Consider the region bounded by the graph of $$f(x)=\sqrt{x}$$ and the x-axis for $0≤x≤1$. Evaluate the limit: $$\lim\limits_{n \to ∞} \sum_{i=1}^n f(c_i)\Delta x_i$$ Where $c_i$ is the right endpoint of the partition given by $c_i = i^2/n^2$ and $\Delta x_i$ is the width of the $i$th interval.
  Solution The width of the $i$th subinterval is $$\Delta x_i ={i^2 \over n^2} - {(i - 1)^2 \over n^2}$$

Two questions concerning this: a) Why is $c_i$ defined a $i^2/n^2$ ?b) Why is $\Delta x_i$ defined as ${i\,^2 \over n^2} - {(i - 1)^2 \over n^2}$ ? (For the purposes the question I have not included the rest of the question, nor have I included the associated graph). 
 A: It appears to be that the x-Interval (0,1) has been divided into sub intervals $(c_{i-1},c_i)$ for $i=1,\ldots,n$. 
a) The $c_i$ are defined in such a way as to make $f(c_i)$ easy to evaluate (to $\frac{i}{n}$), probably in order to make the evaluation of the limit $$\lim\limits_{n \to ∞} \sum_{i=1}^n f(c_i)\Delta x_i$$ not so technically demanding.
b) $\Delta x_i$ as defined is the length of the above mentioned interval $(c_{i-1},c_i)$. That makes sense as Rieman Sums of a function are sums of products of interval length ($\Delta x_i$) and a function value from that interval ($f(c_i)$).
Answering questions from OP: 
Please use the below answer from Paramanand Singh if you need to understand what the Rieman Sums are. I assumed above that you basically know them, but are unsure how they apply to this problem. 
The values $\frac{i^2}{n^2}$ are just a convenient way to partition the interval [0,1]. They come from "having solved lots of similar problems and thus having a repertoire of tools for them" on the part of the textbook author. You are, I think, not supposed yet to come up with them yourself, you are just supposed to follow along and solve the problem as stated. Later when learning about integrals you will see why this approach was chosen, what alternatives there were, etc.
The length given for $\Delta x_i$  is just the normal formula for the length of an interval: upper boundary - lower boundary. Since the upper boundary is $c_i=\frac{i^2}{n^2}$ and the lower boundary is $c_{i-1}=\frac{(i-1)^2}{n^2}$ you get the stated formula for $\Delta x_i$
A: It appears that you are not familiar with the definition of a Riemann sum.

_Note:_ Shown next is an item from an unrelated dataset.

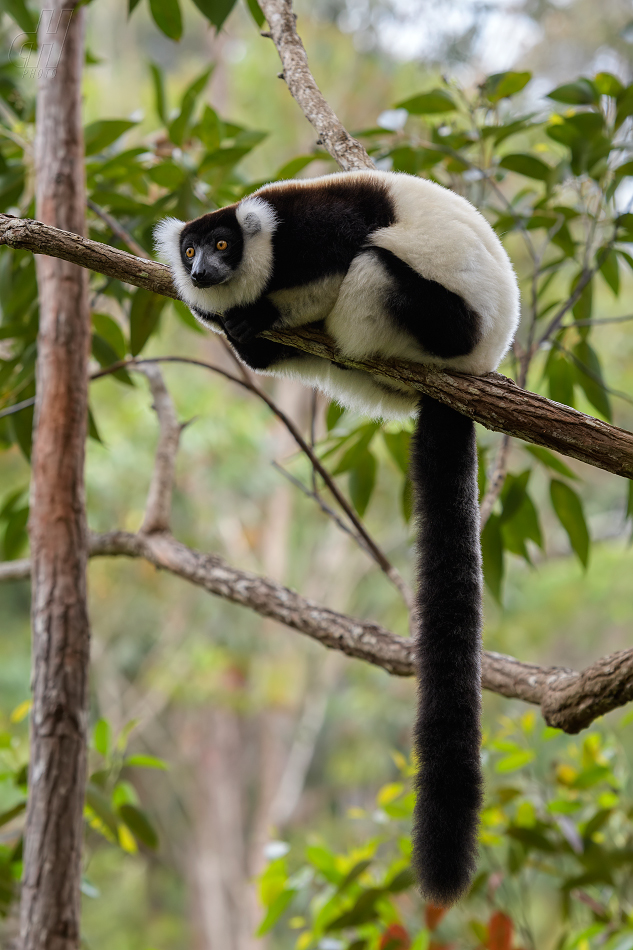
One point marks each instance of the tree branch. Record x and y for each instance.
(569, 700)
(492, 400)
(158, 507)
(345, 150)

For clarity I repeat the definition here. Let $f$ be a bounded function on interval $[a, b] $. A set $P$ of the form $$P=\{x_{0},x_{1},x_{2},\ldots,x_{n}\}$$ is said to be a partition of interval $[a, b] $ if $$a=x_{0}<x_{1}<x_{2}<\cdots<x_{n}=b$$ If $P$ is such a partition of $[a, b] $ and $t_{i} $ is any point in the interval $[x_{i-1},x_{i}]$ then the expression $$\sum_{i=1}^{n}f(t_{i})(x_{i}-x_{i-1})$$ is called a Riemann sum for $f$ over partition $P$. The expression $(x_{i} - x_{i-1})$ is also denoted by $\Delta x_{i} $. 

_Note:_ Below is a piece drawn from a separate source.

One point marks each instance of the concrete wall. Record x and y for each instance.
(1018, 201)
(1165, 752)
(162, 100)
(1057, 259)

In the current question the interval under consideration is $[0,1]$. The points $t_{i} $ are chosen to match the right end points so that $t_{i} =x_{i} $. Now the question chooses $x_{i} =i^{2}/n^{2}$. This is OK because we require $x_{0}=a=0,x_{n}=b=1$ (both of these are true here) and also that $x_{i-1}<x_{i}$ for $i=1,2,\ldots,n$ (which is also true here). And your question uses the notation $c_{i} $ instead of usual $t_{i} $ ('t' for tags). The choice of points $x_{i} $ given by $x_{i} = i^{2}/n^{2}$ automatically leads to $$\Delta x_{i} =x_{i} - x_{i-1}=\frac{i^{2}}{n^{2}}-\frac{(i-1)^{2}}{n^{2}}$$ and we have $c_{i} =t_{i} =x_{i} =i^{2}/n^{2}$. Choosing such points $c_{i} $ ensures that $f(c_{i}) =i/n$ is without any square roots which helps in evaluating the corresponding Riemann sum.